The magical idea of curing cancer in children. I was ten years into this career path when the role of the pediatric oncologist changed to one that emphasized calibrating radiation therapy to reduce side effects without decreasing the cure rate. Now the focus is on survivorship and quality of life. The improved survival rates we now see are an outgrowth of our success with treatment, giving us the opportunity to focus on survivorship, in particular how to manage side effects of treatment.
Why did you become involved in faculty development?
I thought I could have a greater, though indirect, impact on patient care by serving as a mentor and a source of career guidance to the next generation of clinicians. I also became more involved in the recruitment and retention of faculty. I wanted to make sure there were support systems in place, whether those systems included centralized faculty development programs or hospital- or department-based programs.

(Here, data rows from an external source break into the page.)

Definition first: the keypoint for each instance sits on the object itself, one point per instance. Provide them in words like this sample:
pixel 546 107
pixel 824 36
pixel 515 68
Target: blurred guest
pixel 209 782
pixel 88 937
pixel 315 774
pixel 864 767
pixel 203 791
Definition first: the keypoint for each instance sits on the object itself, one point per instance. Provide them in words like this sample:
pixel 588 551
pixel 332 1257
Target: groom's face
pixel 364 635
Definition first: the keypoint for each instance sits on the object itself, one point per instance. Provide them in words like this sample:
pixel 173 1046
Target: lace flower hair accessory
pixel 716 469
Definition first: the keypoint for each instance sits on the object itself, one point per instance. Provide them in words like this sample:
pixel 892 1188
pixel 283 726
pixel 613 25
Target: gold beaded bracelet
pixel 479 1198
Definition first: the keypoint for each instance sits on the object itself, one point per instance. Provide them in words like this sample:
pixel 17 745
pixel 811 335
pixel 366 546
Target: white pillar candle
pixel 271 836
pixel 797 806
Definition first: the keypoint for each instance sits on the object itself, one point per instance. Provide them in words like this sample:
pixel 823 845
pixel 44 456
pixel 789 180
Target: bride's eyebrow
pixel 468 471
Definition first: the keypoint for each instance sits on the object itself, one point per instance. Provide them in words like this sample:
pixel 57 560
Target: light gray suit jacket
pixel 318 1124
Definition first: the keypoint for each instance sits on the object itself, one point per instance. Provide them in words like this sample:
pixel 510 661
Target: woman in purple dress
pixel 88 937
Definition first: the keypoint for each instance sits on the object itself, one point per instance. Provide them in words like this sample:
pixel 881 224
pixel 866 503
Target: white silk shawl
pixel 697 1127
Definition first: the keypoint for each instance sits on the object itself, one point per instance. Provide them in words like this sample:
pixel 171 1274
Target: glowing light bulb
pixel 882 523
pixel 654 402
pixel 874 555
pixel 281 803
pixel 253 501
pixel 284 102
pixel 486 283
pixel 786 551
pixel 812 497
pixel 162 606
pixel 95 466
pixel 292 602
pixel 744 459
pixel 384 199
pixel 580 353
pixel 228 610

Why is mentoring so important to you?
I’m giving back something that was given to me. I applied to medical school because a college friend urged me to do so. She saw something in me that I didn’t know was there. There was little mentoring when I went to medical school. Some teachers were inspirational but that was not the same as the way we view mentoring now.
How do you switch gears from Dean Tarbell to Dr. Tarbell?
I love that I still am able to take care of patients. The clinical work keeps me grounded, in tune with what the faculty are experiencing and how medicine is changing.
When I put on that white coat every Wednesday, I know that on that day I’m going to be a doctor. And I know how to do that. For me, clinical work remains rewarding.
Okay, the elephant in the room. How do you think women are faring in medicine?
Women are still expected to behave in ways different from those expected of men. Men can say things, which, if said by a woman, would be considered too aggressive. We all have gender stereotypes, men and women alike. They’re part of who we are, and they don’t change quickly.
It would be great to feel as though we could break down some of the challenges that remain for women, ones that are subtler and a little bit harder to get at. I would love to look back, and say that, actually, we don’t need to talk about gender anymore.